It starts with simple tolerance of behaviours that may be seemingly trivial such as taking a piece of stationary home, reporting for work late or missing deadlines (which is a theft of time), accepting small gifts, etc. The recent prosecution of a Minister in Singapore demonstrates the serious commitment of their government to zero tolerance of even the slightest impropriety. After all, if people cannot be trusted to do the little things right, how can they be trusted with the big things.
China has been battling corruption for decades. This seems an everlasting battle, and in a poignant warning, President Xi Jinping said If you want to be an official, don’t try to get rich. If you want to get rich, don’t try to be an official (当官就不要发财发财就不要当官). The paramount leader must show it means business in its war against corruption, and that rigid obedience of law must prevail over flexible practices of relationships. Both the taker of bribes and the giver of bribes must be held equally accountable. The strong push for digitalization in China is to raise the transparency and auditability of transactions. That seems a good path to take. However, digitalization alone is not sufficient. Systems have to be integrated across silos to ensure information flow and equal enforcement. This has to apply across Ministries and agencies, and across federal and state levels.
The competency to investigate by the Malaysia Anti-Corruption Commission (MACC) and the competency to frame charges by the Deputy Public Prosecutor (DPP) has to happen in an atmosphere that is not affected by fear or favour, and that is free from political pressure. But at the same time, this power cannot be unbridled lest MACC becomes like the American FBI under Edgar Hoover who held a dossier on people of influence and was able to hold them at ransom. One way to avoid this, or at least limit that tendency, is for the Head of the Anti-corruption agency to be obliged to report to a Parliamentary Sub-committee. Within the agency, there is also a need for a function that investigates the investigators.

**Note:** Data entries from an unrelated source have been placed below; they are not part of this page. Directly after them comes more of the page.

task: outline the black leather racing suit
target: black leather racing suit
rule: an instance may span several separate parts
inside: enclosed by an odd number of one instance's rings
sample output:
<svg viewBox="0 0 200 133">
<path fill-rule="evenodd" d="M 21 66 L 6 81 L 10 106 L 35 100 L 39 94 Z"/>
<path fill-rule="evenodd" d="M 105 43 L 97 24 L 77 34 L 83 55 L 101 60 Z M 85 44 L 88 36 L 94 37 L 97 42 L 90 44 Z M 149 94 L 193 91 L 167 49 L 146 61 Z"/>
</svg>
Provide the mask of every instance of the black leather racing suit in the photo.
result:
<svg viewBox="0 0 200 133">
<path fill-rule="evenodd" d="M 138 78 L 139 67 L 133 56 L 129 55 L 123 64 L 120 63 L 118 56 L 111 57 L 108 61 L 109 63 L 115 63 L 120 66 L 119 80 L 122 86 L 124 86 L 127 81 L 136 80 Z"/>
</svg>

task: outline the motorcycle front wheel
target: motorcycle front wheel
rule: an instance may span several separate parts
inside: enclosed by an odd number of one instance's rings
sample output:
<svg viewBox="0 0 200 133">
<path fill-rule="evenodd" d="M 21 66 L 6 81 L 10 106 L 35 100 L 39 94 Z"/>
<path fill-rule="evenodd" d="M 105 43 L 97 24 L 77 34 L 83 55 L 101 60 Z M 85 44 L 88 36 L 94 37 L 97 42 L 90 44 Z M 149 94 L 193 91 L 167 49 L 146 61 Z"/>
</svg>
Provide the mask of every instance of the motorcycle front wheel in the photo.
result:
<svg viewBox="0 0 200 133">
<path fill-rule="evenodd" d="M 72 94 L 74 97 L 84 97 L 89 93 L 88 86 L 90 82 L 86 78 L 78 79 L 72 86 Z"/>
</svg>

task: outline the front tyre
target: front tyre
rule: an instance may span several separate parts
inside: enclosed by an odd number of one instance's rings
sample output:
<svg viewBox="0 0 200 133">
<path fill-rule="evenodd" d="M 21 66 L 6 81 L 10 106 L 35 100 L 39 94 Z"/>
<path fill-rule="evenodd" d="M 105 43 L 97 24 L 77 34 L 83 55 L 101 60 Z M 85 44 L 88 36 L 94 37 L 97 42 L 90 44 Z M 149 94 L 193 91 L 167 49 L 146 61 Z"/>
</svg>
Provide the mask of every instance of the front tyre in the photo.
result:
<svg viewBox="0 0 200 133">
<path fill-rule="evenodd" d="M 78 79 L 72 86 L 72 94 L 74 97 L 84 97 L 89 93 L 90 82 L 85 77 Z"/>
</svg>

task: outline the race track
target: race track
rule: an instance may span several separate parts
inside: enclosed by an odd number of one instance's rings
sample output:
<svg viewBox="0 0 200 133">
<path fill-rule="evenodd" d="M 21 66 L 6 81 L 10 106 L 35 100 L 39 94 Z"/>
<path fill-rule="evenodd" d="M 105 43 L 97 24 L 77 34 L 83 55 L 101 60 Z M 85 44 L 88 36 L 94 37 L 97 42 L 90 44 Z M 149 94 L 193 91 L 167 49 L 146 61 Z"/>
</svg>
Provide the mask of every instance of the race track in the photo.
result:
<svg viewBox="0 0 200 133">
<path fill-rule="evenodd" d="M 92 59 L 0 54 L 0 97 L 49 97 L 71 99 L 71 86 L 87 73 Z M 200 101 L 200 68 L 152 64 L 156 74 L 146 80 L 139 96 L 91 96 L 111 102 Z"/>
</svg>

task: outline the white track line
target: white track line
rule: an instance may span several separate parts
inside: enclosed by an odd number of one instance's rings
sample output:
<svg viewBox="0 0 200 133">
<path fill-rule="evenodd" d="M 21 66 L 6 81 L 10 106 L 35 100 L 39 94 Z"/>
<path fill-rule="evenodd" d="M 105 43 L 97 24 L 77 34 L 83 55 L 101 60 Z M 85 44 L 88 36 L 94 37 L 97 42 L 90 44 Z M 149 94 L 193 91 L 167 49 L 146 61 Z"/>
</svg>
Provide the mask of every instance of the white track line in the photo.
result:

Transforming Malaysia Inc.
Where fighting inefficiency is concerned, there are many structural issues that need to be addressed. Firstly, the government needs to behave more like a multinational corporate (MNC) entity accountable to its shareholders, which in its case is the electorate. Increasing the salaries of the civil service is a good first step to enroll them on the change journey but it is vital that this be accompanied by a raising of the bar on recruitment and performance.